My tinfoil is that Apple banned this specifically because you can use it to get a desktop on iPadOS, which offends their "fingers can't touch mouse apps" sensibilites.
Far more likely that Apple doesn't like emulators because they allow for the distribution of software that bypasses the 30% revenue cut, as well as enabling content that they don't want (adult content, extreme political content, etc.)
It likewise seems clear that Apple relented in this case because a not-particularly-easy-to-use, interpreter-only PC emulator doesn't enable anything that isn't already possible with a Web app.
And I actually do have evidence for my conspiracy theory: iDOS 2. Apple was perfectly fine with it up until someone in tech media posted a guide on how to run ancient versions of Windows on it, then they pulled the app.

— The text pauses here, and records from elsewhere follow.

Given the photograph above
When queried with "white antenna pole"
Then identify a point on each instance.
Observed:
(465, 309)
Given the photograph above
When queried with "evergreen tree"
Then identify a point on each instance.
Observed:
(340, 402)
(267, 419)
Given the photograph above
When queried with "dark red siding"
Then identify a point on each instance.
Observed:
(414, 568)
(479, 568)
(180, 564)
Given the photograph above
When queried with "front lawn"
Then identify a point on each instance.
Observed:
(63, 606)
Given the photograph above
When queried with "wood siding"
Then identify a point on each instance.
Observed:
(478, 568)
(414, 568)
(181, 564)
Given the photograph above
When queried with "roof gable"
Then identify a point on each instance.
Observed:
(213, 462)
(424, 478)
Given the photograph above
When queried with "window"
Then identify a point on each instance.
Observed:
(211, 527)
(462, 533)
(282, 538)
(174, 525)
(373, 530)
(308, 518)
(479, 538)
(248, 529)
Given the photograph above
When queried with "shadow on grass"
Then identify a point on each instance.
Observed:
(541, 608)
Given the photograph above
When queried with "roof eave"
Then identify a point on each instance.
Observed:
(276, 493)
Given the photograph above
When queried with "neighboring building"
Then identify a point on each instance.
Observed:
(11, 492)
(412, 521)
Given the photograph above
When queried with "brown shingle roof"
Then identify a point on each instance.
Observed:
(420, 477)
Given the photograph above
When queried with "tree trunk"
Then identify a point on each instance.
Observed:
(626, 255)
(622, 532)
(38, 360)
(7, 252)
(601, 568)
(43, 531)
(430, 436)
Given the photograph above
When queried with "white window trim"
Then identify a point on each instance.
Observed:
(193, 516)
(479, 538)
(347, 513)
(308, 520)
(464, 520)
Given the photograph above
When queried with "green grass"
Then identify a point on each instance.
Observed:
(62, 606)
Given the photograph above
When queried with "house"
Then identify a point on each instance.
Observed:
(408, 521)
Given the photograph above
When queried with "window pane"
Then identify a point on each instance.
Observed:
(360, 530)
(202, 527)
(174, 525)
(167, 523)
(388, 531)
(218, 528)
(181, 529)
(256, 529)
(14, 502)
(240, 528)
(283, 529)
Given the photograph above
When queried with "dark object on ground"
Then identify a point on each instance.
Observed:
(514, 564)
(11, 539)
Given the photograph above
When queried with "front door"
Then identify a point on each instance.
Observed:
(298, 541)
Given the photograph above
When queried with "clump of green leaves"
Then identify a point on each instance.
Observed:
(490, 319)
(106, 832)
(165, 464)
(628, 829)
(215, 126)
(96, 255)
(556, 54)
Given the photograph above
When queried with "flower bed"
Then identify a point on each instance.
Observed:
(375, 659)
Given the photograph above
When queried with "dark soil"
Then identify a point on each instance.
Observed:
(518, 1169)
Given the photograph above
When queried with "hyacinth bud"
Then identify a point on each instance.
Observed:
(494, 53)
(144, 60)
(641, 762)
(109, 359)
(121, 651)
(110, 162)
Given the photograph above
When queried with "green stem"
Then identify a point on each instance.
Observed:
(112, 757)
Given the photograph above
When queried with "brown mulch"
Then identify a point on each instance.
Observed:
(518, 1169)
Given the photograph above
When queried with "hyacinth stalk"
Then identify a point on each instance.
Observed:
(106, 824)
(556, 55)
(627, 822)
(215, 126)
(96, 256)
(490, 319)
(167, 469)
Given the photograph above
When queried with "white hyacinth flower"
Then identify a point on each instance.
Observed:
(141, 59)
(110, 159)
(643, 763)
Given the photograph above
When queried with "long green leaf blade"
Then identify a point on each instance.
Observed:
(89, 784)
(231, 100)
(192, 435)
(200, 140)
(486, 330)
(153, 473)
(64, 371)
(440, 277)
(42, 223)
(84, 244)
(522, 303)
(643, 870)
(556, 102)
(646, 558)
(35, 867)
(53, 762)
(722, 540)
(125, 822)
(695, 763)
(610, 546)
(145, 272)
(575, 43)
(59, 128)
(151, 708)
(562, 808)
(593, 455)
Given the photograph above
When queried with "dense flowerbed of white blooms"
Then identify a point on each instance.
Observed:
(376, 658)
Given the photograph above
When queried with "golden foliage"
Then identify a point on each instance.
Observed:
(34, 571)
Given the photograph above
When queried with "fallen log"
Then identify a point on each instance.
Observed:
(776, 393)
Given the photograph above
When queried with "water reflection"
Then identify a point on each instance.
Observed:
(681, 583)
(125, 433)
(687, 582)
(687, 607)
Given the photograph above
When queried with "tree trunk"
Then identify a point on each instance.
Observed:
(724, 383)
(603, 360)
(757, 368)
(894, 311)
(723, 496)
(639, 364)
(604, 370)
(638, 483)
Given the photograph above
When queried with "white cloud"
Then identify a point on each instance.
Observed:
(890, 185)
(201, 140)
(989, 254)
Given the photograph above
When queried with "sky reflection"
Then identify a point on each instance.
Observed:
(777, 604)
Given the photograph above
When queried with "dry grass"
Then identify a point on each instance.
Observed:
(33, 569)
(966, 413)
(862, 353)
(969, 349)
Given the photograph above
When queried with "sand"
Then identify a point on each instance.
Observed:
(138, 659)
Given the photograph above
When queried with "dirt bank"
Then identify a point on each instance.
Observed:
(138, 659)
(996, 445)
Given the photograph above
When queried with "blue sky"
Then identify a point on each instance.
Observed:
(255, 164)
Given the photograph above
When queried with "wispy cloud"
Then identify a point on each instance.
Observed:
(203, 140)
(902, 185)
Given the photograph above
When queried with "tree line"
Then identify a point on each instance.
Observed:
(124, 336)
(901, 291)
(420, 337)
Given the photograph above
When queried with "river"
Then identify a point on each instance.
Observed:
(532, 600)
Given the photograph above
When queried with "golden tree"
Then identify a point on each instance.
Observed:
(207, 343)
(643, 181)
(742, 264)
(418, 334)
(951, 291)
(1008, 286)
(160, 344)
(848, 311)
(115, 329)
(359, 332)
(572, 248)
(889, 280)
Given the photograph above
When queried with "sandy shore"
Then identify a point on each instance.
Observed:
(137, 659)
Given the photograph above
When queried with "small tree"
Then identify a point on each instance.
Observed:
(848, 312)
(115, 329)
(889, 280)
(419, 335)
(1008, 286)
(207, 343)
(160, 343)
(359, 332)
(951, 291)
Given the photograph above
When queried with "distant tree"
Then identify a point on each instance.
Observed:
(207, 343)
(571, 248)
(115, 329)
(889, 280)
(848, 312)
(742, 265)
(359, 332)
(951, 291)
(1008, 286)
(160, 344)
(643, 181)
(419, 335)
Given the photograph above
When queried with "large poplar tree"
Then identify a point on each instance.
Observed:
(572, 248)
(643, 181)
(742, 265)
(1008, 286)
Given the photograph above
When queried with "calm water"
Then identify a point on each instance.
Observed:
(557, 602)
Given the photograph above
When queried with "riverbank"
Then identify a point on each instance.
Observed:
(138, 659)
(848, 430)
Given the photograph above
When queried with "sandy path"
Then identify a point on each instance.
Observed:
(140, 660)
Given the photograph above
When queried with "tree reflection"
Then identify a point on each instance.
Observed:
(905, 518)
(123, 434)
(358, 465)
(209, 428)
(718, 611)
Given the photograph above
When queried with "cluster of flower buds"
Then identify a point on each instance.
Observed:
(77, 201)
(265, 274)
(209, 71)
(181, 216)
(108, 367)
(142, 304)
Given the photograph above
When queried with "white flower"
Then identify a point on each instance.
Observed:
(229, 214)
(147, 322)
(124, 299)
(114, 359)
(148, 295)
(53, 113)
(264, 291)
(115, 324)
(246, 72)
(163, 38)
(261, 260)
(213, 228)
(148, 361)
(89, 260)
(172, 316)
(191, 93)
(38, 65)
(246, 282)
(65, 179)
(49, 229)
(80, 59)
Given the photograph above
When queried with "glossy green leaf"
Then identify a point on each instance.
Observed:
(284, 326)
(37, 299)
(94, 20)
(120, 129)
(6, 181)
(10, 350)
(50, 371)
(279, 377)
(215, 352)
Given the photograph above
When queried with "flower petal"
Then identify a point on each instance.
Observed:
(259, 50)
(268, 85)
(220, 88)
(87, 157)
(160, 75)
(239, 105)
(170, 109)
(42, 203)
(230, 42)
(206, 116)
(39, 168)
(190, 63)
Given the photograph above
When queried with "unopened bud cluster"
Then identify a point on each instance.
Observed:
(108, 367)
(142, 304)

Furthermore, "fingers shall not touch mouse apps" was a Jobs decree. It's specifically the reason why Apple got into touch UI. Jobs designed the iPad out of spite due to a friend of his who was on the Windows tablet team around the turn of the millennium. Jobs was so angry that they were just putting Windows on a tablet - and handing people styluses to work around the small touch targets on XP - that he made Apple design a tablet computer demo around finger-only UI. That was then grafted onto the Purple project (which at that point was a clickwheel iPod with a phone modem in it) and we got the iPhone.
So my suspicion is that Apple has an internal "things which make Jobs spin in his grave" list that they would never allow, come hell, high water, or the European Union's antitrust regulators.